Wales argued in his video that because people expected to get news for free on the Internet, news sites were reliant on advertising money, which created strong incentives to generate so-called "clickbait", catchy headlines to attract viewers.
Read more: http://www.reuters.com/article/us-media-wikitribune-idUSKBN17R11K
The political middle, common sense, Americans, are asserting themselves in
many ways. There is no downside to reality, logic, science, middle-of-the-road
thinking. In fact it's what civilizations rely on.
Girard442
(6,059 posts)It would be nice to have actual news in the news.
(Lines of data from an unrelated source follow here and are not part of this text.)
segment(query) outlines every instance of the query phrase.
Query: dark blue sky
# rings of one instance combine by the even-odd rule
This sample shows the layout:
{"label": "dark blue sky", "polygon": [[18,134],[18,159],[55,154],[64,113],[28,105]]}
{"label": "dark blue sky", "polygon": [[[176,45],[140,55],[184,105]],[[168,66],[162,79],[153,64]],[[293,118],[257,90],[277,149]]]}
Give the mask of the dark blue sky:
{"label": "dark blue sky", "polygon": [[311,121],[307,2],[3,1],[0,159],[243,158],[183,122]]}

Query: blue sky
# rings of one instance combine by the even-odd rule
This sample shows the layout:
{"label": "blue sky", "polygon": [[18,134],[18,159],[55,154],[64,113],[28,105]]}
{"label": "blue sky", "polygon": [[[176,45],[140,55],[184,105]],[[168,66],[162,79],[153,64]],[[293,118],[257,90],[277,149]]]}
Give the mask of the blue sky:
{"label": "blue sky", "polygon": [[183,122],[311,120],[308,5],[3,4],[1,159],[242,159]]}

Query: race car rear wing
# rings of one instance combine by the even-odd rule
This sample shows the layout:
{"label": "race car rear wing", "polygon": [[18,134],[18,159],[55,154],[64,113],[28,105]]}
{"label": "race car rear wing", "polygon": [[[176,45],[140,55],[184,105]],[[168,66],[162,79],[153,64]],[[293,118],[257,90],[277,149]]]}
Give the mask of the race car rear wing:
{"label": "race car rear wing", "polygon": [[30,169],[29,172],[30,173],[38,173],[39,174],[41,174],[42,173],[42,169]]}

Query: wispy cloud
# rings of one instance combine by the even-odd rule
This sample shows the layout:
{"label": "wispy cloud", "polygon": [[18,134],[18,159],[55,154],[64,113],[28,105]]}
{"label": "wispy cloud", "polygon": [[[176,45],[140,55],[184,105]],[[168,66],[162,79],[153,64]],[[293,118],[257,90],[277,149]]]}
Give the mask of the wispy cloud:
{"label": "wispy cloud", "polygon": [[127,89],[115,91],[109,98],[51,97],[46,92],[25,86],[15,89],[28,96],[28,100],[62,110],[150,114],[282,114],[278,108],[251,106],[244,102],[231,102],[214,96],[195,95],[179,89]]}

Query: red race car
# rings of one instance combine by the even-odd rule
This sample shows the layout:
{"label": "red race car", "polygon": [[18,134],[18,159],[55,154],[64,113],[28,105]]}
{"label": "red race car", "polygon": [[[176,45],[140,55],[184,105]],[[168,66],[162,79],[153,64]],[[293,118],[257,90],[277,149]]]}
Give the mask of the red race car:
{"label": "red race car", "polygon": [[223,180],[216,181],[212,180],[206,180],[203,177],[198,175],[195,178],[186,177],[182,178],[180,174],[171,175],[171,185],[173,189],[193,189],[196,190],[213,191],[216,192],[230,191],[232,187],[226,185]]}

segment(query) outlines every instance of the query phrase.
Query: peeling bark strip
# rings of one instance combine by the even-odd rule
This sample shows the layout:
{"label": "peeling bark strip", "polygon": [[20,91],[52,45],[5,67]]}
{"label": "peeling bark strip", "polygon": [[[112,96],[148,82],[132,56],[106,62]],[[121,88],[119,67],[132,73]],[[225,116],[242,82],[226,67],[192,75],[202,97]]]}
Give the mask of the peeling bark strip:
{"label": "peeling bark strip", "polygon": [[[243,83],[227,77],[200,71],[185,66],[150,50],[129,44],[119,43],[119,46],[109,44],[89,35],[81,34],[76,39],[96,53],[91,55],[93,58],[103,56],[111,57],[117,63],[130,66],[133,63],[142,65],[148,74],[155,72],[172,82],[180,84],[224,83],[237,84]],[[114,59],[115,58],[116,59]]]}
Of course, if it gets to the stage where it begins to actually work, it will then have to survive intense attacks by the politicians and the existing media.
Ligyron
(7,592 posts)Other than that tho'...
Massacure
(7,497 posts)From the sounds of it, articles will be written by 10 professional journalist as well as a number of volunteers.
singed.dude
(42 posts)We need news that is:
free from money-driven, profit-oriented bias;
not afraid of covering and discussing any issue, whether it's net-neutrality, the fossil fuel industry, climate change, politics, political candidates that don't fit the corporate mold, the pharmaceutical industry, the health care industry, the military-industrial complex, etc.; and
free from fake news.
Have I missed anything?
Dustlawyer
(10,493 posts)JudyM
(29,122 posts)And then we just need to fix the election process/voting equipment, and we'll be a good democracy.
canetoad
(17,088 posts)But are the people who follow fake news even interested in verifying sources?
PearliePoo2
(7,768 posts)I can hardly wait to check it out. Sounds darn right refreshing!
Bernardo de La Paz
(48,784 posts)many ways. There is no downside to reality, logic, science, middle-of-the-road
thinking. In fact it's what civilizations rely on.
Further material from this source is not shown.